Bogusław Chrabota: mam wrażenie, że dzisiaj ci, którzy rządzą, to są po prostu zderzaki
- Jarosław Kaczyński nie zostanie premierem, bo nie ma na to czasu - powiedział Bogusław Chrabota ("Rzeczpospolita") w porannym programie WP. Czy Polakom przeszkadza to, że lider PiS rządzi Polską z tylnego siedzenia? - Myślę, że już wszyscy się przyzwyczaili. Jeszcze media narzekają, ale obywatele nie - stwierdził Jacek Żakowski ("Polityka").
25.04.2017 | aktual.: 28.03.2022 12:52
Czy Jarosław Kaczyński zdecyduje się wziąć na siebie odpowiedzialność i stanąć na czele rządu? - zapytał Marcin Antosiewicz. Goście #dzieńdobryWP jednogłośnie odpowiedzieli: nie.
- Uważam, że jest to mu kompletnie niepotrzebne, lepiej być tym sterującym z drugiego fotela - powiedział Bogusław Chrabota ("Rzeczpospolita"). Zgodził się z nim Jacek Żakowski ("Polityka"). - Funkcja premiera jest przecież okropna - podkreślił.
Cenny czas prezesa
Goście programu zwrócili też uwagę na inny argument przeciwko objęciu funkcji premiera przez Kaczyńskiego - na brak czasu. - Jarosław Kaczyński po prostu wie, że w pracy premiera 60 proc. czasu to są absurdalne czynności - spotkać się, uścisnąć, otworzyć, zamknąć, wręczyć - wyliczył Żakowski.

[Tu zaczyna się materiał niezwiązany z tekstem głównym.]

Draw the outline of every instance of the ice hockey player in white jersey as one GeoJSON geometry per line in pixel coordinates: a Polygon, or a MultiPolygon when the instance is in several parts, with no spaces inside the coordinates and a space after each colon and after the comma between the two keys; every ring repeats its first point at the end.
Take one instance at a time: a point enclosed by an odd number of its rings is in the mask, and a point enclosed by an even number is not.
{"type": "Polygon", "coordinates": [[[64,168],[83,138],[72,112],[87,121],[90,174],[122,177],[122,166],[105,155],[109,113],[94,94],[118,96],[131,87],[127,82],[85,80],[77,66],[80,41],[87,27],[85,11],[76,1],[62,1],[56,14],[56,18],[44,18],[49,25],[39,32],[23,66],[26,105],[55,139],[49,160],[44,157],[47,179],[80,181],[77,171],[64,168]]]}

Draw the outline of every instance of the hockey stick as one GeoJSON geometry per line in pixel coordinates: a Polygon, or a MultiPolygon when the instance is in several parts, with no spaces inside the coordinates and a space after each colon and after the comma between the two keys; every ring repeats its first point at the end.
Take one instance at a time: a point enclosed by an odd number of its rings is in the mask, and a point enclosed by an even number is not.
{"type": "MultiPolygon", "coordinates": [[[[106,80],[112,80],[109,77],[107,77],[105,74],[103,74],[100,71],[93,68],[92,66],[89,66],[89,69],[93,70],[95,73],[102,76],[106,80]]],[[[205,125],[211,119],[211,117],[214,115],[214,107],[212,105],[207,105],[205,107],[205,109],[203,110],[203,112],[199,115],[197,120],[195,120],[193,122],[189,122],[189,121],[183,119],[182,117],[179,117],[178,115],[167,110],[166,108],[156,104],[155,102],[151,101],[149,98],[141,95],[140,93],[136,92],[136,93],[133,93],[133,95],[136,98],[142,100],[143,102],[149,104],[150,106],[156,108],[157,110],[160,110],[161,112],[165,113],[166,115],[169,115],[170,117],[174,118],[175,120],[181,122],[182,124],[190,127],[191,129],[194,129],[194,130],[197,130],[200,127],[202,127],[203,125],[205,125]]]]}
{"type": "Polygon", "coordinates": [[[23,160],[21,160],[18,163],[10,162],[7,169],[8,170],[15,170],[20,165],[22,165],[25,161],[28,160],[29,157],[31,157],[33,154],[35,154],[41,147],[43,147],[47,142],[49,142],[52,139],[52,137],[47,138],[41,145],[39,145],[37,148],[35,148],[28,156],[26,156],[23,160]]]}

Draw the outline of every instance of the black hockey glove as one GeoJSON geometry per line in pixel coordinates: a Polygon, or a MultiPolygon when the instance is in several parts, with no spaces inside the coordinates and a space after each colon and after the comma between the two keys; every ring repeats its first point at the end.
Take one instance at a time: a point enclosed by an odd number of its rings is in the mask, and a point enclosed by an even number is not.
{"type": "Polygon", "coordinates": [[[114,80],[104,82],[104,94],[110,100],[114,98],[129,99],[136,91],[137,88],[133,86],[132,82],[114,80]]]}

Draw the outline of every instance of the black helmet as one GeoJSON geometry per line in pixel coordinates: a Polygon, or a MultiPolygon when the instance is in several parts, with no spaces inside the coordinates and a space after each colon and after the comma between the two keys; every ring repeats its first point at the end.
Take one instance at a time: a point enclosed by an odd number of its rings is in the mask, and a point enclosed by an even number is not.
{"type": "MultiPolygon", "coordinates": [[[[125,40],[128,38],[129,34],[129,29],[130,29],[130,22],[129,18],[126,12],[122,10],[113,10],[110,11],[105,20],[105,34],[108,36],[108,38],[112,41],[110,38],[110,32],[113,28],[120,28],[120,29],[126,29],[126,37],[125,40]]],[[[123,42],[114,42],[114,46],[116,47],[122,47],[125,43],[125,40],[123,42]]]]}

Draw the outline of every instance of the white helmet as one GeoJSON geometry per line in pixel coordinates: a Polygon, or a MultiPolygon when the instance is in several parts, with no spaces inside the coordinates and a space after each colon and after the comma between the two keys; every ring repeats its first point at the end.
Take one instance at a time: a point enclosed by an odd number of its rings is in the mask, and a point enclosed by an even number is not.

- Kaczyński zajmuje się masą bardzo drobnych rzeczy, które odwracają go od istotnych problemów tego kraju. Mówię o zarządzaniu partią - dodał Chrabota.
Zwrócił też uwagę, że w polskiej polityce zawsze funkcjonowała koncepcja zderzaków. Na czym ona polega? - Wystawiamy zderzaki, które przyjmują uderzenia innych okoliczności, samochodów - tłumaczył publicysta. Jego zdaniem osoby, które obecnie rządzą, są takimi zderzakami.